До празднования 75-летия Великой Победы остается несколько дней. Дружба народов СССР и их боевое братство в Великой Отечественной войне являлось основным постулатом советской национальной политики, как в годы войны, так и после нее. Это базовое положение «исторической памяти» используется и в современной политике конструирования национальной идентичности в Российской Федерации. Пропаганда делает упор на то, что на борьбу с гитлеровцами поднялись все народы «советской страны», а политику депортации народов связывают либо с «преступлениями», либо с «ошибками» режима сталинизма.
В марте 2020 года в достаточно сдержанной формулировке в изменения действующей Конституции РФ было внесено «положение о русском языке как языке государствообразующего народа». Понятие «государствообразующий народ», в частности, встретило критику муфтия Татарстана и некоего Всетатарского общественного центра. Конгресс Саха (Республика Якутия) выразил президенту РФ Владимиру Путину и депутатам Госдумы «обеспокоенность» в связи с поправкой, согласно которой русский народ будет признан «государствообразующим».

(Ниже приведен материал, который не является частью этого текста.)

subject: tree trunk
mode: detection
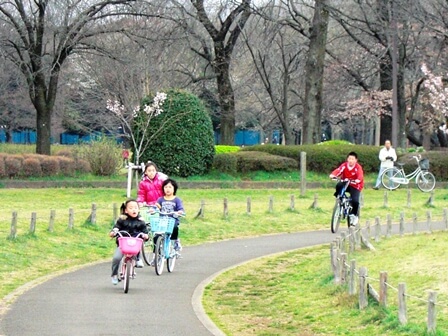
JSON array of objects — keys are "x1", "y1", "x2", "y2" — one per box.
[
  {"x1": 302, "y1": 0, "x2": 329, "y2": 144},
  {"x1": 216, "y1": 61, "x2": 235, "y2": 145}
]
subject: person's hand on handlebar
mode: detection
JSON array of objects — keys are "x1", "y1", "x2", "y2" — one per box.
[{"x1": 109, "y1": 227, "x2": 119, "y2": 237}]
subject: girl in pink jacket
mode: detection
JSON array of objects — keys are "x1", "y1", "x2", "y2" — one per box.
[{"x1": 137, "y1": 161, "x2": 168, "y2": 206}]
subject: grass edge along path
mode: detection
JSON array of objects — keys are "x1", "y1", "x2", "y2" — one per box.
[{"x1": 203, "y1": 231, "x2": 448, "y2": 336}]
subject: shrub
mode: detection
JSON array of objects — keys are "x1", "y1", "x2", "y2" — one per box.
[
  {"x1": 0, "y1": 154, "x2": 6, "y2": 178},
  {"x1": 215, "y1": 145, "x2": 240, "y2": 154},
  {"x1": 234, "y1": 151, "x2": 298, "y2": 173},
  {"x1": 75, "y1": 159, "x2": 91, "y2": 174},
  {"x1": 54, "y1": 148, "x2": 75, "y2": 158},
  {"x1": 75, "y1": 136, "x2": 122, "y2": 176},
  {"x1": 213, "y1": 153, "x2": 238, "y2": 174},
  {"x1": 139, "y1": 89, "x2": 215, "y2": 177},
  {"x1": 41, "y1": 157, "x2": 60, "y2": 176},
  {"x1": 22, "y1": 158, "x2": 42, "y2": 177},
  {"x1": 5, "y1": 156, "x2": 22, "y2": 178},
  {"x1": 58, "y1": 157, "x2": 76, "y2": 176}
]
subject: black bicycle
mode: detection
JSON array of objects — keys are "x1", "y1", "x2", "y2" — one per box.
[{"x1": 331, "y1": 178, "x2": 354, "y2": 233}]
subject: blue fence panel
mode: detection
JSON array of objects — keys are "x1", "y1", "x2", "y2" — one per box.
[
  {"x1": 234, "y1": 130, "x2": 261, "y2": 146},
  {"x1": 0, "y1": 129, "x2": 5, "y2": 143}
]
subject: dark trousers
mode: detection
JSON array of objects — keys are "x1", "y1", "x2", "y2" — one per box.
[{"x1": 335, "y1": 182, "x2": 361, "y2": 216}]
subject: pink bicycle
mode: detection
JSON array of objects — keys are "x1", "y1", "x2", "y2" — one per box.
[{"x1": 115, "y1": 230, "x2": 144, "y2": 293}]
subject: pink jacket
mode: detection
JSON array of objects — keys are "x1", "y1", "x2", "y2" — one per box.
[{"x1": 137, "y1": 173, "x2": 167, "y2": 205}]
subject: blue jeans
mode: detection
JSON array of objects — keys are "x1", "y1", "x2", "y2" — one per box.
[{"x1": 374, "y1": 167, "x2": 388, "y2": 188}]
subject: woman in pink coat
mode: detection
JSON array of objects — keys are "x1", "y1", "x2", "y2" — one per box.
[{"x1": 137, "y1": 161, "x2": 168, "y2": 206}]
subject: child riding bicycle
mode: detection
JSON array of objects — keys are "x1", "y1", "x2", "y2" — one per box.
[
  {"x1": 109, "y1": 199, "x2": 149, "y2": 285},
  {"x1": 329, "y1": 151, "x2": 364, "y2": 226}
]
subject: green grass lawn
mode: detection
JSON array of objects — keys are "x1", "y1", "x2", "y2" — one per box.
[{"x1": 1, "y1": 186, "x2": 448, "y2": 335}]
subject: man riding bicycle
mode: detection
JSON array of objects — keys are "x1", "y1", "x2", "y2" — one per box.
[{"x1": 329, "y1": 151, "x2": 364, "y2": 226}]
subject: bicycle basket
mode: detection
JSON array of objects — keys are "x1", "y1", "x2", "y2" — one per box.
[
  {"x1": 118, "y1": 237, "x2": 143, "y2": 255},
  {"x1": 150, "y1": 216, "x2": 175, "y2": 234},
  {"x1": 419, "y1": 159, "x2": 429, "y2": 170}
]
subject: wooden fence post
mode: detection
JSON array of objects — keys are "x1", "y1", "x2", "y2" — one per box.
[
  {"x1": 427, "y1": 291, "x2": 437, "y2": 333},
  {"x1": 268, "y1": 196, "x2": 274, "y2": 213},
  {"x1": 68, "y1": 208, "x2": 74, "y2": 230},
  {"x1": 386, "y1": 214, "x2": 392, "y2": 238},
  {"x1": 349, "y1": 227, "x2": 355, "y2": 253},
  {"x1": 340, "y1": 253, "x2": 347, "y2": 284},
  {"x1": 375, "y1": 217, "x2": 381, "y2": 242},
  {"x1": 383, "y1": 191, "x2": 388, "y2": 208},
  {"x1": 365, "y1": 220, "x2": 370, "y2": 239},
  {"x1": 29, "y1": 212, "x2": 37, "y2": 234},
  {"x1": 426, "y1": 211, "x2": 432, "y2": 234},
  {"x1": 310, "y1": 194, "x2": 318, "y2": 209},
  {"x1": 9, "y1": 211, "x2": 17, "y2": 239},
  {"x1": 290, "y1": 195, "x2": 295, "y2": 211},
  {"x1": 359, "y1": 267, "x2": 368, "y2": 309},
  {"x1": 223, "y1": 198, "x2": 228, "y2": 218},
  {"x1": 48, "y1": 209, "x2": 55, "y2": 232},
  {"x1": 444, "y1": 208, "x2": 448, "y2": 231},
  {"x1": 407, "y1": 190, "x2": 411, "y2": 208},
  {"x1": 340, "y1": 232, "x2": 346, "y2": 254},
  {"x1": 90, "y1": 203, "x2": 97, "y2": 225},
  {"x1": 246, "y1": 197, "x2": 251, "y2": 215},
  {"x1": 426, "y1": 191, "x2": 434, "y2": 207},
  {"x1": 349, "y1": 259, "x2": 356, "y2": 295},
  {"x1": 379, "y1": 271, "x2": 388, "y2": 307},
  {"x1": 300, "y1": 151, "x2": 306, "y2": 197},
  {"x1": 113, "y1": 203, "x2": 118, "y2": 223},
  {"x1": 399, "y1": 212, "x2": 404, "y2": 236},
  {"x1": 330, "y1": 241, "x2": 340, "y2": 284},
  {"x1": 398, "y1": 283, "x2": 407, "y2": 325}
]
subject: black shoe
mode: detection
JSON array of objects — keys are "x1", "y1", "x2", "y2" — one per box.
[{"x1": 373, "y1": 187, "x2": 379, "y2": 190}]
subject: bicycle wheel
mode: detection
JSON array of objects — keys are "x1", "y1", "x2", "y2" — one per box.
[
  {"x1": 167, "y1": 241, "x2": 176, "y2": 273},
  {"x1": 330, "y1": 199, "x2": 342, "y2": 233},
  {"x1": 142, "y1": 234, "x2": 154, "y2": 266},
  {"x1": 154, "y1": 235, "x2": 165, "y2": 276},
  {"x1": 123, "y1": 260, "x2": 131, "y2": 294},
  {"x1": 381, "y1": 167, "x2": 403, "y2": 190},
  {"x1": 416, "y1": 171, "x2": 436, "y2": 192}
]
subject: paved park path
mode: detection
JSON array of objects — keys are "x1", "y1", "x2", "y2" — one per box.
[{"x1": 1, "y1": 222, "x2": 446, "y2": 336}]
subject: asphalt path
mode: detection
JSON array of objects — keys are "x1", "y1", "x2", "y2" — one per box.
[{"x1": 1, "y1": 221, "x2": 446, "y2": 336}]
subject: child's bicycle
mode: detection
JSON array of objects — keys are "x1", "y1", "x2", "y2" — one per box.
[
  {"x1": 149, "y1": 211, "x2": 184, "y2": 276},
  {"x1": 331, "y1": 178, "x2": 354, "y2": 233},
  {"x1": 140, "y1": 206, "x2": 156, "y2": 266},
  {"x1": 381, "y1": 155, "x2": 436, "y2": 192},
  {"x1": 114, "y1": 230, "x2": 144, "y2": 293}
]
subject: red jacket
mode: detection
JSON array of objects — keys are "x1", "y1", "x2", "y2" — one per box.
[
  {"x1": 331, "y1": 162, "x2": 364, "y2": 191},
  {"x1": 137, "y1": 173, "x2": 167, "y2": 205}
]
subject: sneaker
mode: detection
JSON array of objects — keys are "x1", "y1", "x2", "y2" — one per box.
[
  {"x1": 373, "y1": 186, "x2": 379, "y2": 190},
  {"x1": 174, "y1": 239, "x2": 182, "y2": 251},
  {"x1": 111, "y1": 275, "x2": 118, "y2": 285},
  {"x1": 136, "y1": 259, "x2": 144, "y2": 268},
  {"x1": 349, "y1": 215, "x2": 359, "y2": 227}
]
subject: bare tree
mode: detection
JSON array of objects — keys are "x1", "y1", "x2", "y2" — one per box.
[{"x1": 0, "y1": 0, "x2": 146, "y2": 154}]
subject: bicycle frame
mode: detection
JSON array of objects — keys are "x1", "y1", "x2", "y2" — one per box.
[
  {"x1": 390, "y1": 166, "x2": 422, "y2": 185},
  {"x1": 337, "y1": 181, "x2": 352, "y2": 218}
]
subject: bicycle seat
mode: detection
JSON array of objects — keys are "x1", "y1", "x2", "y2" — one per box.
[{"x1": 396, "y1": 162, "x2": 405, "y2": 167}]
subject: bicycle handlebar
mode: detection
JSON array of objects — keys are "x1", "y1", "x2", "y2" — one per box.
[{"x1": 112, "y1": 230, "x2": 146, "y2": 239}]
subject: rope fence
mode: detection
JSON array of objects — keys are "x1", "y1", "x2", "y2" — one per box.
[{"x1": 330, "y1": 207, "x2": 448, "y2": 333}]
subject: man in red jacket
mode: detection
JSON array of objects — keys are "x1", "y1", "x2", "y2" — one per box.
[{"x1": 329, "y1": 151, "x2": 364, "y2": 226}]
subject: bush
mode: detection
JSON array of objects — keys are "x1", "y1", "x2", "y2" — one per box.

Собственно, в нашем обыденном сознании присутствует достаточно четкое представление о «государствообразующей» роли русского народа в Великой Отечественной войне. Хрестоматийным примером в этом отношении стал известный тост Сталина «За русский народ!», произнесенный главнокомандующим на кремлевском приеме 24 мая 1945 года. По свидетельству Корнея Чуковского, когда Сталин произносил свой тост, известный военный пропагандист — писатель Илья Эренбург заплакал, так как содержание тоста ему «показалось обидным». А ведь в этой своей речи Сталин говорил именно о «государствообразующей» роли русского народа, проявившейся в войне, ставшей испытанием для государственности большевистского СССР.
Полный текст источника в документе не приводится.